上方では笑福亭系の噺です。五代目笑福亭松鶴(竹内梅之助、1884-1950)、六代目笑福亭松鶴(竹内日出男、1918-86)の十八番でした。東京では、あらすじでもテキストにした八代目三笑亭可楽(麹池元吉、1898-1964)のやり方が現行の基本になっています。
可楽はこの前に「掛け取り万歳」の後半部を付け、この夫婦の貧乏と能天気を強調しておくやり方でした。
餅屋
江戸時代、ふつう餅搗きは12月26日から。これを餅搗始といいました。
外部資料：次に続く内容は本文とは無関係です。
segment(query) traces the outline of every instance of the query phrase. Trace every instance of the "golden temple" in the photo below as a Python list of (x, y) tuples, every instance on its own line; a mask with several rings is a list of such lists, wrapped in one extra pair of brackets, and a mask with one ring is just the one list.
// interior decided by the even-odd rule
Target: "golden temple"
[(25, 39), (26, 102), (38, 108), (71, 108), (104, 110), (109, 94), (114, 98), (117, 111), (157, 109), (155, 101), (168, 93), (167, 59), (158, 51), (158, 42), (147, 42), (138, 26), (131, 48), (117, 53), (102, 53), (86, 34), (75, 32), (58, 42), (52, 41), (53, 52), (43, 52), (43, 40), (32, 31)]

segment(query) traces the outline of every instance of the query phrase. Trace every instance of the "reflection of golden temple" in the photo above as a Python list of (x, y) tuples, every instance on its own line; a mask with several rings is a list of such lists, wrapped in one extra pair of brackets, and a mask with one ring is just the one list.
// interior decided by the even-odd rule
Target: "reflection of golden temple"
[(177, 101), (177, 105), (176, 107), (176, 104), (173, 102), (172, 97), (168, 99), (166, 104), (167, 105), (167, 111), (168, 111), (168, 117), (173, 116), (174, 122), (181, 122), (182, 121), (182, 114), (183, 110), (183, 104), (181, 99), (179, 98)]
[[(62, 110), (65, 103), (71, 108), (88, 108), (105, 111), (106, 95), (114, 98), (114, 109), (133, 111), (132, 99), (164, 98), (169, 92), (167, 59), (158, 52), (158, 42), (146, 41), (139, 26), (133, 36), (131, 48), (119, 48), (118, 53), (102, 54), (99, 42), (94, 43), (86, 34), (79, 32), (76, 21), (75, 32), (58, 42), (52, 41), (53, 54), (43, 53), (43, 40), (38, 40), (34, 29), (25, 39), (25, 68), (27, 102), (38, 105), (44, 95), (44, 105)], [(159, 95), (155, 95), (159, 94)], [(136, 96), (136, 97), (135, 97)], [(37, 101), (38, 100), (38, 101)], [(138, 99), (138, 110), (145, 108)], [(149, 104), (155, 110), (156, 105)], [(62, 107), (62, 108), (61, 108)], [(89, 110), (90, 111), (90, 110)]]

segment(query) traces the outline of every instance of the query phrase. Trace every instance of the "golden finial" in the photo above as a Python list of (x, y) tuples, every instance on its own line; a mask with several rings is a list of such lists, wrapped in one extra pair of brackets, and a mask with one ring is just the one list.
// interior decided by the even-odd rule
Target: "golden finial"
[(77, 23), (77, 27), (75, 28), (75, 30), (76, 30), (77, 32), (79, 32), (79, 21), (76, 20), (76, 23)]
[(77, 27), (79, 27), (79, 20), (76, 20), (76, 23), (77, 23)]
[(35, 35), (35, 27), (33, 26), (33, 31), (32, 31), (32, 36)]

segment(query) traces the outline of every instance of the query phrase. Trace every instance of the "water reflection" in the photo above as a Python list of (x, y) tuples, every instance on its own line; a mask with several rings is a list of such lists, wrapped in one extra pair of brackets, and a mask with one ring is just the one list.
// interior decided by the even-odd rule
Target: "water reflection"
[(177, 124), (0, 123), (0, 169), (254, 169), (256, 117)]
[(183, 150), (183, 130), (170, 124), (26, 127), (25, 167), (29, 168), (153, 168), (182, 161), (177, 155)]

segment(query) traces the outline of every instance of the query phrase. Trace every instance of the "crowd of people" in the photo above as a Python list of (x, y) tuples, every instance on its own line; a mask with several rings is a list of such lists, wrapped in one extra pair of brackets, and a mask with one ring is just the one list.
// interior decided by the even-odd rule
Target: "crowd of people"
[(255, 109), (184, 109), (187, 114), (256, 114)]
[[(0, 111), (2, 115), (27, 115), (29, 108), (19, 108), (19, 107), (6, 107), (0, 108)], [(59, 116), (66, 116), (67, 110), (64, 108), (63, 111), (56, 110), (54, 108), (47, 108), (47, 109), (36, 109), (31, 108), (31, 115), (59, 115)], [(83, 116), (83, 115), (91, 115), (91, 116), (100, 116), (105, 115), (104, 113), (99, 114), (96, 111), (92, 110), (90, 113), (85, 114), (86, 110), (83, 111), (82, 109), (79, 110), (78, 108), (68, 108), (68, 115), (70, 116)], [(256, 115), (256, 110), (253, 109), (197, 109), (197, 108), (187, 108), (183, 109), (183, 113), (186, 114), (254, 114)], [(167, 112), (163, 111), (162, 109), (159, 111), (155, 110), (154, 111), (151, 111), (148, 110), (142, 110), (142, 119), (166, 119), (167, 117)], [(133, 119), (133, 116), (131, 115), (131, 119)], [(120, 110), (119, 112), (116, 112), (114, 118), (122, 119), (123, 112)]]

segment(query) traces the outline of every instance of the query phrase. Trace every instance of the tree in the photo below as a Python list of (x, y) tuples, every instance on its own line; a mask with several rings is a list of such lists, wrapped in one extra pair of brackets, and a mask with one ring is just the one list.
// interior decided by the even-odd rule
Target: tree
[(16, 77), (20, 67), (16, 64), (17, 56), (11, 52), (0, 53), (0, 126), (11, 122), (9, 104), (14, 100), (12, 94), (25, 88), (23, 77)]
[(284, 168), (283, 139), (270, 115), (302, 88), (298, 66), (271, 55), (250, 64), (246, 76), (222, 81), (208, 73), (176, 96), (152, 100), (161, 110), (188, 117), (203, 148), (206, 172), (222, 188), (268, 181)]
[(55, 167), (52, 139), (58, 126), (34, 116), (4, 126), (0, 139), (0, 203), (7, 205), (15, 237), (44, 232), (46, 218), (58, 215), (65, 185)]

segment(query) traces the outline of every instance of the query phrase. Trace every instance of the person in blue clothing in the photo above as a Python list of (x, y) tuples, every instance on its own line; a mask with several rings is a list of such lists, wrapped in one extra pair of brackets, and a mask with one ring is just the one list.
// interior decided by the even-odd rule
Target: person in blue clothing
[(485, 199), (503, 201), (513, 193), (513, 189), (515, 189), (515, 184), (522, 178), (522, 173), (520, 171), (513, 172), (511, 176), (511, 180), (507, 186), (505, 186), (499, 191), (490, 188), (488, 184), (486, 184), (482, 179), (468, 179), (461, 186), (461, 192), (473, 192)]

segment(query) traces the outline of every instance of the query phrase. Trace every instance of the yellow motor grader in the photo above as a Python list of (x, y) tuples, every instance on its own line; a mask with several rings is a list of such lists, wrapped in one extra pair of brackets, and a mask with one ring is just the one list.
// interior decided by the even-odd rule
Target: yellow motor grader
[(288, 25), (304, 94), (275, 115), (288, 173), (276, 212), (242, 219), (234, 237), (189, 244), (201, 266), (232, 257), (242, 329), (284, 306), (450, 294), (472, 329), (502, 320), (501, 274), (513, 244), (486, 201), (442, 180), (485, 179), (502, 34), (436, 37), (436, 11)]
この日から大晦日まで、「引摺」といって、餅屋が何人かで道具を持ち、得意先を回って歩きます。
正月の餅はおろか、鏡餅も買えない切羽詰まった状況というのは、落語では「三百餅」「子ころし」などにも描かれます。
「尻餅」の直接の原話である、享和2年(1802)刊の江戸板笑話本『臍くり金』中の「餅搗」では、貧乏な医者が下男の三介の尻をたたく設定になっています。
ほのかなエロティシズム
東京でも上方でも、女房の尻をまくって亭主が「白い尻だなあ」と、思わず見とれたように言う(生唾をのみ込む?)セリフがあります。
江戸時代には、アノ時の「後ろから」の体位は、畜生道ということで禁断だったわけで、この亭主も、所帯を持って初めて、まじまじとその部分を拝み、新鮮な感動をおぼえたのでしょう。
いずれにしても、この「餅搗」、禁断のセックスの暗喩と勘ぐれば、エロの色調もより濃厚になってきそうです。とはいうものの、さほどのもんじゃありません。